After several months of living in two cities and traveling back and forth between San Antonio and Houston, we are finally all under the same roof with all of our belongings. Now the challenge is to find that balance again as well as locate all the proper places in the new house for all of our old stuff.
We didn't throw a lot away going into the move and we have come across things that the movers should have never had to shove in a box. The phrase "why did we move this" has been said more than once in the past few weeks. My wife looked at the moving manifest and informed me that we have well over twice as much crap as our last move six years prior. Years before meeting my wife you could fit EVERYTHING I own in the back of a pickup truck. Now we fill up a Mayflower truck. A family of four can collect a lot of stuff.
To be honest, I can still fit the things that are just mine and mine alone, in the back of a pickup truck. If my wife kicked me out, I personally wouldn't need more than a 500 square foot apartment. Just enough space for my junk and whatever hobbies I might pick up in my single life that I would have to add to some dating app bio. "I love cooking, writing, making home brew beer and crying myself to sleep every night wishing I was still married". The thought of my hypothetical single life scares the hell out of me, so I think I'll just stick with the chick I fell in love with 19 years ago. I'm still pretty fond of her and the life we have made together. Although, she has tons more than I do. She and the kids are the other ninety-nine percent of that Mayflower moving truck!
As we separate the items and locate where they belong in the new home, I realize that many of my things that have moved with us all these years are not expensive material belongings. They wouldn't impress you with their expense and on the surface you wouldn't see their worth. They are memories. Boxes and boxes of memories that would all fit into the back of my 65 Chevy truck. A truck that is basically memories on wheels.
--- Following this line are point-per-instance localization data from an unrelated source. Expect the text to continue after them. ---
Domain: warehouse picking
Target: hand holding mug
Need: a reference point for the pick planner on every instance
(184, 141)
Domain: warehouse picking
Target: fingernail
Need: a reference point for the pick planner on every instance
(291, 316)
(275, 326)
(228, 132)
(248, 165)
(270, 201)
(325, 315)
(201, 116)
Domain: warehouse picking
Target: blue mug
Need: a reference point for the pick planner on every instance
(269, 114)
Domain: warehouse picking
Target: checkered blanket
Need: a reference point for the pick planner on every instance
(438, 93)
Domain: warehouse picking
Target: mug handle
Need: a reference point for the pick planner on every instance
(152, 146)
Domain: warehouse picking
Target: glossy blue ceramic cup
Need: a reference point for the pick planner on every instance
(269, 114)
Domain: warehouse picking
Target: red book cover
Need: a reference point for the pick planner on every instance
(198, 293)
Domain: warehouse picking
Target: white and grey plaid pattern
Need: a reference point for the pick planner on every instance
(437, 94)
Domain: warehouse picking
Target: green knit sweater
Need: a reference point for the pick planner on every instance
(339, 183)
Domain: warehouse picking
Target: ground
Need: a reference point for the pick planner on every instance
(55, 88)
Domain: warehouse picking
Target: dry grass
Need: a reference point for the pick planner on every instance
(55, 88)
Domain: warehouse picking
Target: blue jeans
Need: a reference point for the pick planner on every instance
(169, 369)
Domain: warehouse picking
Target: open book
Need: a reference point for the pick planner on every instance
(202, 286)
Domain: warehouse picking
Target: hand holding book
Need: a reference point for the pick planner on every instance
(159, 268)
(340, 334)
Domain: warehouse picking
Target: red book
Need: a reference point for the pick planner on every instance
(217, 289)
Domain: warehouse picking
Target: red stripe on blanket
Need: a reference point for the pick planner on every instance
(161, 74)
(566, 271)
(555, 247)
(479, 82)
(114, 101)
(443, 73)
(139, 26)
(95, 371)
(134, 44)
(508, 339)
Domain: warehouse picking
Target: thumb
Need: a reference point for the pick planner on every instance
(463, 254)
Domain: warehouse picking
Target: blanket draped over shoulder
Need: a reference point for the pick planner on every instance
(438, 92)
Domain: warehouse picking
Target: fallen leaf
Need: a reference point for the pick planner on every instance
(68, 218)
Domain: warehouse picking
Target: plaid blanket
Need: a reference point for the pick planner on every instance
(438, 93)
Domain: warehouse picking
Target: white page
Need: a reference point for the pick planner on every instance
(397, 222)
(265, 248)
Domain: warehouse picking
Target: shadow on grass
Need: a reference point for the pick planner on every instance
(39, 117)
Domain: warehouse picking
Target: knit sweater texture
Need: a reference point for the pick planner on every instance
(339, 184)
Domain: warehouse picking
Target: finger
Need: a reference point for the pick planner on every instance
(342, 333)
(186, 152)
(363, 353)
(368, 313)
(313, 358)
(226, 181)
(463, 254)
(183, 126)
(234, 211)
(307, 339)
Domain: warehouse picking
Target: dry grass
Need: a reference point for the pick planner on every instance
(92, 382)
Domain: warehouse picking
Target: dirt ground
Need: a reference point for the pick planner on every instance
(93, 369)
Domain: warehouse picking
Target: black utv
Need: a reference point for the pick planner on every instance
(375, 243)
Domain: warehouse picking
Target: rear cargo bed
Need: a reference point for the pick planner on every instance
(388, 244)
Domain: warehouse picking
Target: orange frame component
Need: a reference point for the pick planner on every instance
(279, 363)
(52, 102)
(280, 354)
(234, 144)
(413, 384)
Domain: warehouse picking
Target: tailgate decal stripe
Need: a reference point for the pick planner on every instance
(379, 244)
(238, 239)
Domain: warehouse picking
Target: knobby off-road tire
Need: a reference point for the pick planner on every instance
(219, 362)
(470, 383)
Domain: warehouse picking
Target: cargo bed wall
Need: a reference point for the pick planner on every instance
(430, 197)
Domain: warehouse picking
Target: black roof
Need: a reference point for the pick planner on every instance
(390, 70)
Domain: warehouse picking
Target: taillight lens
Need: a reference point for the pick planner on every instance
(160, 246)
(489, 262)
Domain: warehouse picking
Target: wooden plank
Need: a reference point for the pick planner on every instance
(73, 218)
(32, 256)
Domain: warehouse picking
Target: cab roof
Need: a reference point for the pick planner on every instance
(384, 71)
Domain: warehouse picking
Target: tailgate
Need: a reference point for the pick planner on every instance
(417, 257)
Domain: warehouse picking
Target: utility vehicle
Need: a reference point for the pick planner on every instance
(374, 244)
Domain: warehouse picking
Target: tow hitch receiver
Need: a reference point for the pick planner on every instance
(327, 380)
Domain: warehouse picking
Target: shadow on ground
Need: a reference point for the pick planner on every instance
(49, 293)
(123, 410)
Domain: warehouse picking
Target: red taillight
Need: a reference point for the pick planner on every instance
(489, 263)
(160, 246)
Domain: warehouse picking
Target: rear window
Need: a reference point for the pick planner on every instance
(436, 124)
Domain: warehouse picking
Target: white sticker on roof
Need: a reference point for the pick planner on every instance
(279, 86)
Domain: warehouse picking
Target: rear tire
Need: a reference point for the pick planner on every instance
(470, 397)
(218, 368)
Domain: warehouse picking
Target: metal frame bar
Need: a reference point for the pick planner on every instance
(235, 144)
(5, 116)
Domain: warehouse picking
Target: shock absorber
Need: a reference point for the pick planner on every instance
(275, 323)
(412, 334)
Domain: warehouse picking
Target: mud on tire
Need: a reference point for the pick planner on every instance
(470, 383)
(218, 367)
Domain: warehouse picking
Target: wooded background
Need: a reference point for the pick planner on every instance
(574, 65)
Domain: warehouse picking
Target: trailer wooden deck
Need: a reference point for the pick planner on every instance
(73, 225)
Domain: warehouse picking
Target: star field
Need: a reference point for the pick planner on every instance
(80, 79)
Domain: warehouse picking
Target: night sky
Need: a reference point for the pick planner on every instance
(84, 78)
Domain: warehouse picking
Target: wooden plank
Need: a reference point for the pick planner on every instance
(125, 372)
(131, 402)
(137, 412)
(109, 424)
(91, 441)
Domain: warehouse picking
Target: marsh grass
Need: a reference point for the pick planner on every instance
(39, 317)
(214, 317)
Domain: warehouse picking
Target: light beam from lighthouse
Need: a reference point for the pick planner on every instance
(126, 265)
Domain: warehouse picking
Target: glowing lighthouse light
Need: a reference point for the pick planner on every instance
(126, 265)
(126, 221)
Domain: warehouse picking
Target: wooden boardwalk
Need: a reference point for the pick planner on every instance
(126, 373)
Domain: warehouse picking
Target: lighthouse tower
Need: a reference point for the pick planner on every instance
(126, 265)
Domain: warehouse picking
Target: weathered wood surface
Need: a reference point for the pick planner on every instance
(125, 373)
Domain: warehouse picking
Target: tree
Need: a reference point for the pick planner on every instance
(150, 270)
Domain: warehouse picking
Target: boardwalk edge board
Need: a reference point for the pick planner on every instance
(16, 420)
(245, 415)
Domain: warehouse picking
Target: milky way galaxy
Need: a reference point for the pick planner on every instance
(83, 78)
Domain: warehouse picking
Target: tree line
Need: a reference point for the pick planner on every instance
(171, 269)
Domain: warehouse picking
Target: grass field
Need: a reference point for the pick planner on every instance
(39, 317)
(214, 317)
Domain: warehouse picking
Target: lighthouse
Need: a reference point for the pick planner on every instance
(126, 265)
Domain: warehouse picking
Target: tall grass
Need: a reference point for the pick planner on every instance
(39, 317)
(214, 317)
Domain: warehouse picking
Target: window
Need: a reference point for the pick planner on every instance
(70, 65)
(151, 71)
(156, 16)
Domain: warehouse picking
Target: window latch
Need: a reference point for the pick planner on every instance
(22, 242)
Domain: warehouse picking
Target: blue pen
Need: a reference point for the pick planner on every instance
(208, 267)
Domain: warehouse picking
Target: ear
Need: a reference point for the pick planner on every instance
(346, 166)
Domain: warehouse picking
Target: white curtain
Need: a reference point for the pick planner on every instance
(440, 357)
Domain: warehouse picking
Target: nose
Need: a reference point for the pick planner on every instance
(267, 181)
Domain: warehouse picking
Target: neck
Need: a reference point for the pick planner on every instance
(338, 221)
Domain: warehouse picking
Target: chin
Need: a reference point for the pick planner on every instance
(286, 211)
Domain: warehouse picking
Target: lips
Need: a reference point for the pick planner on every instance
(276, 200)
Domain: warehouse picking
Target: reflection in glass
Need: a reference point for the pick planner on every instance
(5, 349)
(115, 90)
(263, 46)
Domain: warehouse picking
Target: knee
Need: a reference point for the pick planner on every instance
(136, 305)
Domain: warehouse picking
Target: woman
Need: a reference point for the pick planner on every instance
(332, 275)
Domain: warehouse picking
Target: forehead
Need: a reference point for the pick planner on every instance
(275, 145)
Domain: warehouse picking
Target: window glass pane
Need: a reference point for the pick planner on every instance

Bessie (her name) isn't worth as much as her showroom cousins, but she's pretty from about twenty yards away and my wife secretly hates how she takes up precious space in the garage that she, my wife, could use for more stuff! Don’t worry, I’m not about to do a George Carlin bit about stuff.
As I started to sort through my things and organize my collections of memories, I came across a stack of things that I had forgotten I had kept though all these years. Thank you cards.
Anytime anyone has ever given me a thank you card, I've kept it. From small ones with simple signatures to long ones from people who wanted to share their feelings with me and how I might have made a difference in their lives. As I thumbed through the collection (basically procrastinating and preventing me from putting anything away) I started to reflect upon my life's work as a human being. I was reminded of how certain people felt about me, what I might have done for them and many other stories that I had forgotten over the years. You sometimes forget about the difference you have already made when you're always focused on the potential of tomorrow. These letters not only bring back memories, but they can often refill your internal and emotional tanks. A few simple words can make all the difference even twenty years after they were originally written.
#Tryharder to live a life worth thanking. Be a person worthy of thank you cards. Make sure your actions are worth notice by others and for all the right reasons. Do not do things in hopes to be thanked and noticed, but rather hold yourself accountable by being a good person. Do right by the world and the world will thank you it so many ways. Give thanks to those who have moved you and allow others to praise you for helping them.
My most treasured material possessions are not items that hang on a wall or clasp around my wrist; they are things that sit in a cardboard box in my attic collecting dust. They are mine and mine alone and I am very thankful for them.